Breonna Taylor was shot dead in her apartment in 2020. One of the officers who fired into her apartment (he shot through her windows for some reason) was finally convicted on one charge of civil rights abuse in November of 2024. Two others are charged with civil rights abuses and obstruction offenses for putting together a falsified search warrant. Another previously pleaded guilty to conspiring to put the warrant together and cover up the actions of other officers.
George Floyd was suffocated by an officer in the street. It took a nationwide protest effort to even get law enforcement to charge anyone for his murder.
Real wages for the lowest-paid workers have increased by merely 17% since 1979. For the top 1% they have increased by 160%.
The ACA has brought health insurance to millions of Americans, but the #1 reason for bankruptcy continues to be medical debt, over $220 billion.
Homeownership in 2004 was 69%, the peak of the last 40 years. It has since declined to around 65.6%.
While inflation has come down significantly, prices remain higher than where they were pre-COVID. U.S. food prices are up 25% since 2020, which hurts lower-income Americans more than those at the middle and the top.
Yes, the norms and the institutions are better than Theocracy, but going back to where we were is not good enough.
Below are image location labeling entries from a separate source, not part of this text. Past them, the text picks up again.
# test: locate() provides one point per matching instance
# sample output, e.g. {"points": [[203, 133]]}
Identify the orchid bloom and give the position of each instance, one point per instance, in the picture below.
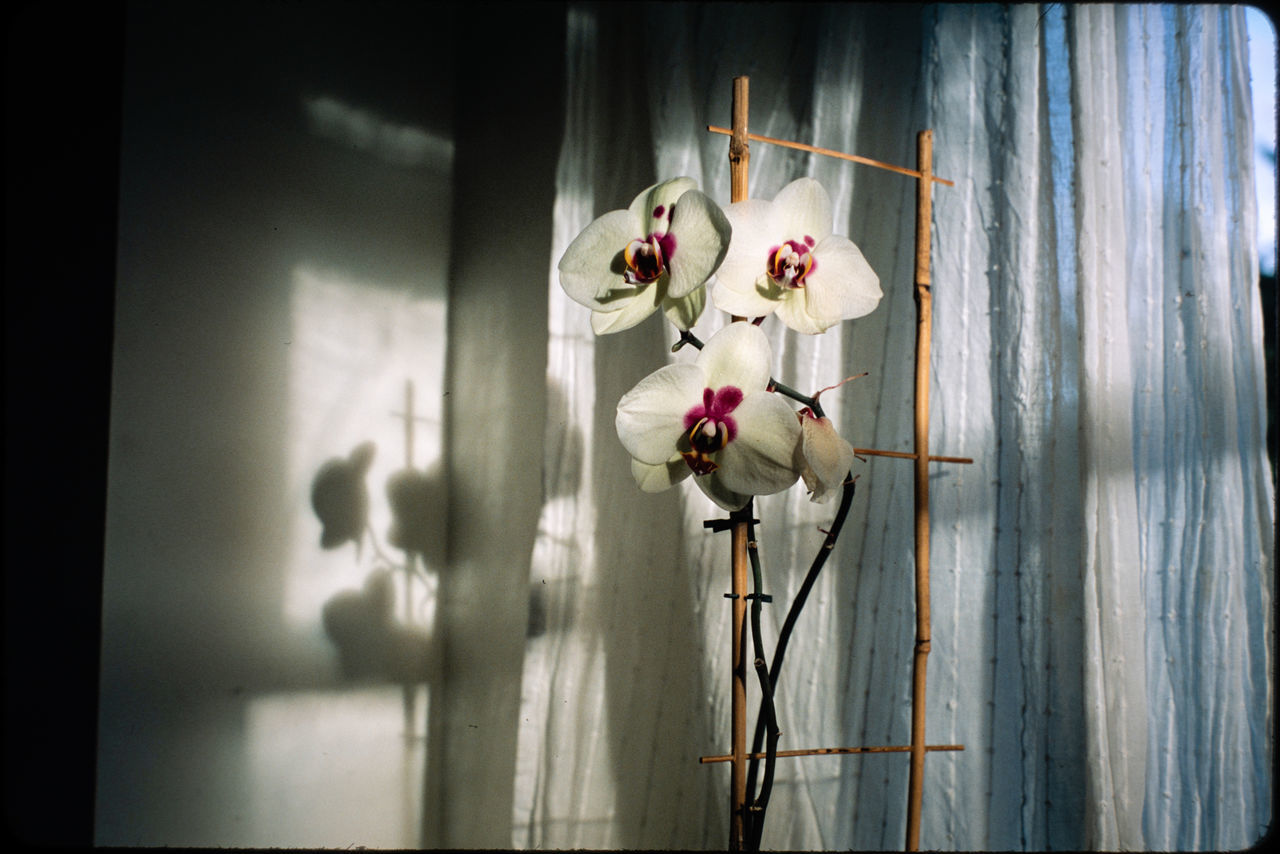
{"points": [[713, 419], [822, 456], [657, 254], [784, 259]]}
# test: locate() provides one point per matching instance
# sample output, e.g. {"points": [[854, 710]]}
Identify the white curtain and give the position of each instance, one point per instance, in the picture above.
{"points": [[1102, 572]]}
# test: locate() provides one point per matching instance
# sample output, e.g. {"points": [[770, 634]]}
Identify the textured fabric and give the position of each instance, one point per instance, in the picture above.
{"points": [[1101, 574]]}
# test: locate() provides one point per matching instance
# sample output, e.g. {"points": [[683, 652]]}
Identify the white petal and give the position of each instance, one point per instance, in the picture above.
{"points": [[759, 460], [652, 415], [827, 457], [662, 195], [754, 233], [661, 476], [714, 488], [792, 311], [803, 208], [841, 284], [702, 236], [631, 311], [592, 266], [758, 301], [737, 355], [686, 310]]}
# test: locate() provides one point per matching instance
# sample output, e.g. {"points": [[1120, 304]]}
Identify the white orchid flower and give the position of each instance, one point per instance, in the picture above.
{"points": [[782, 259], [822, 456], [659, 252], [713, 419]]}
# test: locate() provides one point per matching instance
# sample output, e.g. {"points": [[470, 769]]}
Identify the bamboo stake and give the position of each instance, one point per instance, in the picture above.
{"points": [[923, 334], [739, 158]]}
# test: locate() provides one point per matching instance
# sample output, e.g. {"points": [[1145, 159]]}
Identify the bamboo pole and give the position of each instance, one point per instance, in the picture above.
{"points": [[832, 153], [739, 158], [923, 334], [832, 752]]}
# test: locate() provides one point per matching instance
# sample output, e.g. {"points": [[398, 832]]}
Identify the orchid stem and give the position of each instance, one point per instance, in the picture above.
{"points": [[754, 825], [812, 402], [780, 651]]}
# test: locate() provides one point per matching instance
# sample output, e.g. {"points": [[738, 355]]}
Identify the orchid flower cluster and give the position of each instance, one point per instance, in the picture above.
{"points": [[722, 419]]}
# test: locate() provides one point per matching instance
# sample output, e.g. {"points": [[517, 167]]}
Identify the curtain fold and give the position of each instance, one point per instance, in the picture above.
{"points": [[1102, 572]]}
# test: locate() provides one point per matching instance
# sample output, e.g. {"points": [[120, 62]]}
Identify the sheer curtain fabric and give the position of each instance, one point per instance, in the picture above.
{"points": [[1102, 572]]}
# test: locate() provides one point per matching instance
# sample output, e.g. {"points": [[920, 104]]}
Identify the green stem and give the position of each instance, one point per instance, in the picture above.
{"points": [[775, 386], [767, 707]]}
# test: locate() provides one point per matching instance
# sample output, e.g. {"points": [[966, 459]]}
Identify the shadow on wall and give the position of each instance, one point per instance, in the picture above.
{"points": [[273, 156]]}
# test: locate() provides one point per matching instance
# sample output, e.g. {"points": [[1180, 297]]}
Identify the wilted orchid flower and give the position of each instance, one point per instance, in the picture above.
{"points": [[713, 419], [785, 260], [657, 254], [822, 456]]}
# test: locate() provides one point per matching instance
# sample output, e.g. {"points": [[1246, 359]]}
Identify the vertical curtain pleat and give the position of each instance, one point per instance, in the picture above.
{"points": [[1101, 572]]}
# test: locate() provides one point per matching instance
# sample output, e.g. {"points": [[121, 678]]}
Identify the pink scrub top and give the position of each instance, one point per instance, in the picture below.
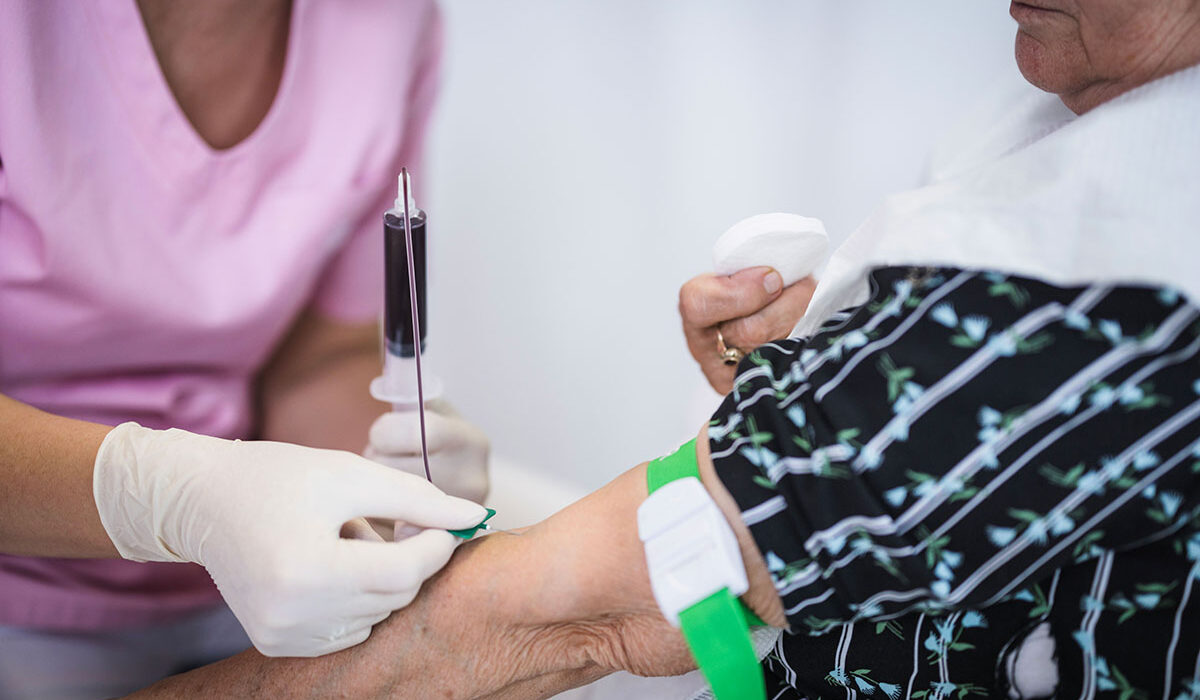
{"points": [[147, 276]]}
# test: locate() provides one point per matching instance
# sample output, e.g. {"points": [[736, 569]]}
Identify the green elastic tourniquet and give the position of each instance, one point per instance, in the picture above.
{"points": [[723, 657], [677, 465], [469, 532], [717, 627]]}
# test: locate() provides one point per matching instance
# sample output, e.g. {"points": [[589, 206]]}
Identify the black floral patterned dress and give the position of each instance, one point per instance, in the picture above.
{"points": [[966, 465]]}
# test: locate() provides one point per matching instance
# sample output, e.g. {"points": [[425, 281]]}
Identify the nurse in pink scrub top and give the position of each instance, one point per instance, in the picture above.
{"points": [[190, 251]]}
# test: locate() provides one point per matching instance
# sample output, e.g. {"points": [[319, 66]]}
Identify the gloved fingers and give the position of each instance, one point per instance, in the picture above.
{"points": [[377, 491], [312, 646], [377, 606], [395, 567], [359, 528]]}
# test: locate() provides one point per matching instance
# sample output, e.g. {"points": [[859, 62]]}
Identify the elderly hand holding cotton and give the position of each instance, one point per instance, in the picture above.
{"points": [[264, 519]]}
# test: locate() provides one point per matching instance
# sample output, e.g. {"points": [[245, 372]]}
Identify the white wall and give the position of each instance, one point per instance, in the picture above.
{"points": [[586, 155]]}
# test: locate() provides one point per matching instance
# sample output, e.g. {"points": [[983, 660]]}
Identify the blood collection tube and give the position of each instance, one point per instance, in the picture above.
{"points": [[397, 384]]}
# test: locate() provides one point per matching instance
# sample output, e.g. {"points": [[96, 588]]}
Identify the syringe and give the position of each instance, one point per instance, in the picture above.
{"points": [[403, 384]]}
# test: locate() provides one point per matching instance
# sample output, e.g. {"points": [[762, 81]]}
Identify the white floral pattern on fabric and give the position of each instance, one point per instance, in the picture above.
{"points": [[964, 460]]}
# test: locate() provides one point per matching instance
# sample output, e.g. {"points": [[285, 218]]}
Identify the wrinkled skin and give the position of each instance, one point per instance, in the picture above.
{"points": [[528, 615], [1091, 51], [749, 307]]}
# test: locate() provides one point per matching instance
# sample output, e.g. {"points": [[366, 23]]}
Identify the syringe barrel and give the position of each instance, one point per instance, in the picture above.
{"points": [[397, 305]]}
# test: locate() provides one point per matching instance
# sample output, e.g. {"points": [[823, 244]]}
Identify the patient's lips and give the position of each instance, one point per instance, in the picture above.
{"points": [[1035, 11]]}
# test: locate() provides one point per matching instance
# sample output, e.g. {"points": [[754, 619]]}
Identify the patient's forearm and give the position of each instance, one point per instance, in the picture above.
{"points": [[510, 616]]}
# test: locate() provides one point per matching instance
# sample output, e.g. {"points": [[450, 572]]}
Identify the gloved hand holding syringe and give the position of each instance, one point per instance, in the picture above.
{"points": [[421, 428], [265, 518]]}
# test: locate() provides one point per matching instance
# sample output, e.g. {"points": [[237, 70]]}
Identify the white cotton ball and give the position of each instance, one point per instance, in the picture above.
{"points": [[793, 245]]}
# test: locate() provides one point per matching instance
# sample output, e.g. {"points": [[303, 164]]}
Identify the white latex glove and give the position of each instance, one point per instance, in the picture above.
{"points": [[457, 449], [264, 518]]}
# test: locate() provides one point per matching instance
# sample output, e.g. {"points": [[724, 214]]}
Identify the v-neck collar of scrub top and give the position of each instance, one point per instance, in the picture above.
{"points": [[150, 101]]}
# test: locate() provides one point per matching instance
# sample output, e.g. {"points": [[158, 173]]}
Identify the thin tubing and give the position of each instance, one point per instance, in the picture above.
{"points": [[417, 324]]}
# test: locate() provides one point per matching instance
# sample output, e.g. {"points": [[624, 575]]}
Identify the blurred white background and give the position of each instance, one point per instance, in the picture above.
{"points": [[586, 156]]}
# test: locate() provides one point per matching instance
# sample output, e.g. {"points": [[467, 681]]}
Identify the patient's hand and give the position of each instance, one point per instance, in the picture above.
{"points": [[749, 307], [510, 616]]}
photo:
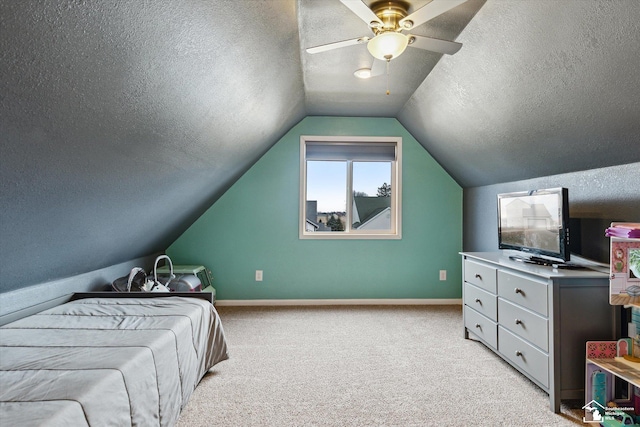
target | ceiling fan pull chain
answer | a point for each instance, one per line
(388, 61)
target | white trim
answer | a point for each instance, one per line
(309, 302)
(396, 193)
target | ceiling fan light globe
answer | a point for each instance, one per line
(387, 46)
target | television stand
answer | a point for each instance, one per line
(537, 318)
(547, 262)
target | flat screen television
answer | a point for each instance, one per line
(536, 223)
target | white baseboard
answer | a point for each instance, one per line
(300, 302)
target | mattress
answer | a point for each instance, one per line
(107, 361)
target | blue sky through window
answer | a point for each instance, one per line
(327, 181)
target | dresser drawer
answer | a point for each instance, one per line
(480, 275)
(523, 291)
(524, 323)
(524, 355)
(481, 326)
(481, 301)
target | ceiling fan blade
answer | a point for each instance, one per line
(337, 45)
(428, 12)
(378, 67)
(362, 10)
(435, 45)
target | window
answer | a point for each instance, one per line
(350, 187)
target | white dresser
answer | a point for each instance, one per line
(537, 318)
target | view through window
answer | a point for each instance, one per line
(350, 187)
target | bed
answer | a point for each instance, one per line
(108, 361)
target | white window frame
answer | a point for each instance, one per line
(396, 190)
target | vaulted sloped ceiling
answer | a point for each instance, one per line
(122, 121)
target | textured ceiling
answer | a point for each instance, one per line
(122, 121)
(539, 88)
(330, 86)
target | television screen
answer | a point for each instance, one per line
(535, 222)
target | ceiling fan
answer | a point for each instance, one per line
(388, 19)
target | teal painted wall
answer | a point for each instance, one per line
(254, 226)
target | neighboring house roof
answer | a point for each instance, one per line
(367, 208)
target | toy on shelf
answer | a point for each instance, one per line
(612, 384)
(624, 281)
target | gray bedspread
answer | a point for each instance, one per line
(107, 361)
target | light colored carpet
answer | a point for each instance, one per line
(363, 366)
The next few years will present ample opportunity to witness Capitalism run amok. While I am not one who believes Capitalism is inherently bad or evil, unchecked Capitalism without the trappings of Socialism and a real, strong social safety net is dangerous to the long-term well-being of a Democratic society.
We are mired within this upcoming dystopia because the norms didn’t provide enough juice to the working class and the top 1% felt unaffected by the struggled everyday Americans face consistently.
I liked many of the policies put forward by MVP Harris’ campaign and I thought they were a good start towards a more Progressive system. Yet we cannot rely on law enforcement to protect us when they suffocate people in the streets, a falsified search warrant can lead to murdering people with consequences that take 5 years, or when a city can reroute its water system and poison its people with lead and other contaminants and spend 4 years trying to minimize the response instead of fixing the damage they caused.
Our problem stems from a system of laissez-faire Capitalism that has diluted our media, allowed one person to amass over $300 billion in wealth while teachers have to beg on social media for school supplies, and a militarized law enforcement that the incoming President wants to make immune to criminal prosecution.
We can create something better than what we had, but the way back will only provide us more of the same, and that’s not good enough.